La vida living is about to get easier in Washington D.C. District-based VIDA will break ground tomorrow on a new residential project in Brightwood, adding 36 residential units in a new building structured for affordable senior housing.
Formerly known as Educational Organization for United Latin Americans, the newly renamed 501(c)(3) that serves over 600 DC-area seniors annually is getting ready to add another 36 units to its stock. Located on Missouri Avenue on a now vacant lot, VIDA will build affordable senior housing in Ward 4, where the largest concentration of the District's seniors live. This is the first time VIDA is developing housing, with financing that got creative. The development team - comprised of VIDA Senior Centers, Dantes Partners as the Development Consultant, Zavos Architecture and Design, NDC Real Estate for property management, and Hamel Builders as General Contractor - used a multilayer financing approach. Tapping into federal stimulus programs (Section 1602 Tax Credit Exchange), Neighborhood Investment Funds (NIF), private bank debt and an Enterprise Green Communities grant, the development secured financing for an area that has seen little new residential development since the financing bust several years ago. "We were fortunate to have been selected as an innovative project that served a unique need. We were lucky enough to have partners who believed in our vision," said Jordan Bishop of Dantes Partners.
With four stories of new affordable and accessible rental units, the five-story independent-living senior center will provide services that include meals, music, presentations, dancing, minor checkups, medication management, "spiritual activities," and private van transportation, and of course bingo and chess. The project is being billed as "transit-oriented development," despite the lack of a nearby Metro station, which makes it easier to get the zoning variance of 4 parking spots rather than the required 6.
Zavos Architecture and Design, a firm with experience in non-profit, affordable and sustainable community-oriented development, designed into the project a number of "quality of life improving" and energy reducing features. Those include a vegetated roof with walk-on terrace space to manage storm water, reduce heating and cooling loads on the building and provide outdoor green space for residents; permeable parking and other drive areas to allow storm water to filter naturally into the ground and reallocate infrastructural funds to services; high-emissive roofing rather than traditional EPDM to deflect the sun's heat and reduce associated cooling costs; privately metered electricity and hot water to encourage reduced consumption (for a generation always yelling at you to wear a sweater and turn down the heat, that shouldn't be an issue); improved indoor air quality through the installation of non-toxic and non-allergenic flooring; and the maximization of daylight in all units to minimize the use of artificial lighting and improve indoor environmental quality.

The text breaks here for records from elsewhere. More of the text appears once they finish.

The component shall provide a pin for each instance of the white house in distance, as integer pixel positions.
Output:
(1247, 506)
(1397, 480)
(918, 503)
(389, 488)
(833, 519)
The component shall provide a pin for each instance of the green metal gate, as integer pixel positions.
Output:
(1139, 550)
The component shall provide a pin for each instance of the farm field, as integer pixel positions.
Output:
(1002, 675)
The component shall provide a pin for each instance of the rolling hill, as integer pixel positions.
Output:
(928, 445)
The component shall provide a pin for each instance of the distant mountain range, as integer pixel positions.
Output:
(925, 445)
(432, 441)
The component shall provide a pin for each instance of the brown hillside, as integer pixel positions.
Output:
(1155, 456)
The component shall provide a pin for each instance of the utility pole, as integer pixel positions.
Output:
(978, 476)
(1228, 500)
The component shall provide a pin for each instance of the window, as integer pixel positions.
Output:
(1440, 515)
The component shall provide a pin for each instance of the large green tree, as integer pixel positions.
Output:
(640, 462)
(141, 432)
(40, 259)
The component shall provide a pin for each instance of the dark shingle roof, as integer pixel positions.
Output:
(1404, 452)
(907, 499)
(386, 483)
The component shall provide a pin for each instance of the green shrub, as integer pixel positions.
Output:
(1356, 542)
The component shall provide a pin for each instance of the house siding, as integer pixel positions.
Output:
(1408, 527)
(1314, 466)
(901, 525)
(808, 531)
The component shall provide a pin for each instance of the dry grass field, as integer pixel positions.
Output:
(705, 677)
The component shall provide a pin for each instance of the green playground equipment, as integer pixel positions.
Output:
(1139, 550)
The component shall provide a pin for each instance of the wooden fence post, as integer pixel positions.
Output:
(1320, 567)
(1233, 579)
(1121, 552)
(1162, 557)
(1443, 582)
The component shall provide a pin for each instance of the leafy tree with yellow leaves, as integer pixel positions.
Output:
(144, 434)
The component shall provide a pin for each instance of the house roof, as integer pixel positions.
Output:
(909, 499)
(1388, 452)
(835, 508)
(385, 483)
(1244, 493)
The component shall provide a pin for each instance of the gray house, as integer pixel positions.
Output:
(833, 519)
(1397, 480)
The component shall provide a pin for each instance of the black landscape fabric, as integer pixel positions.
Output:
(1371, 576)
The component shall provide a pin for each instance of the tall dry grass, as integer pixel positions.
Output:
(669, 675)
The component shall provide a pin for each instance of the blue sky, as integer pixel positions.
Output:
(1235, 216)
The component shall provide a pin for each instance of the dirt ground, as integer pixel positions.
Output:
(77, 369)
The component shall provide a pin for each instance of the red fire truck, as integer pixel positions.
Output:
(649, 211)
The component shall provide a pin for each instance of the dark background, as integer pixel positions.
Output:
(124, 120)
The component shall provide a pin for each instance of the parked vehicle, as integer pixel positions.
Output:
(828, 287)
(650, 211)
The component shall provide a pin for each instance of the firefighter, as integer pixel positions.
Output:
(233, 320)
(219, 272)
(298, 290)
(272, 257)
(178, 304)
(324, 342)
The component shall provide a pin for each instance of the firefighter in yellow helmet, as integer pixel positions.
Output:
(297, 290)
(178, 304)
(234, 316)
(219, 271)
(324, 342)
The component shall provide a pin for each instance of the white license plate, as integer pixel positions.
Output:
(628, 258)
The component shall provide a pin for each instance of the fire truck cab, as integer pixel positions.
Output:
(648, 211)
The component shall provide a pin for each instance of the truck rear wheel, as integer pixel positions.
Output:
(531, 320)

"I am most proud of having been able to fit so many services in such a small building. Envisioning people spending the latter part of their lives in this building is something we took seriously. We have designed a quality place for them," remarked Tim Daniel, the project architect for the VIDA-developed housing.
While the elderly account for 12% of the District’s population, retirement age individuals make up over 18% of the population of Ward 4. VIDA has traditionally served the District’s Latino senior citizens, but it is expanding its target demographic to meet growing needs in other populations, specifically identifying African-Americans and immigrants of Caribbean and Brazilian backgrounds, among others.
"The initial goal was always to provide high quality senior housing at affordable rental rates (50% AMI - Area Median Income) and to combine this with space on the ground floor to provide services specifically targeted to seniors. With the recent closing and groundbreaking, we are well on track to achieving these desirable goals," said Jordan Bishop of Dantes Partners. The groundbreaking will take place at 10:30am.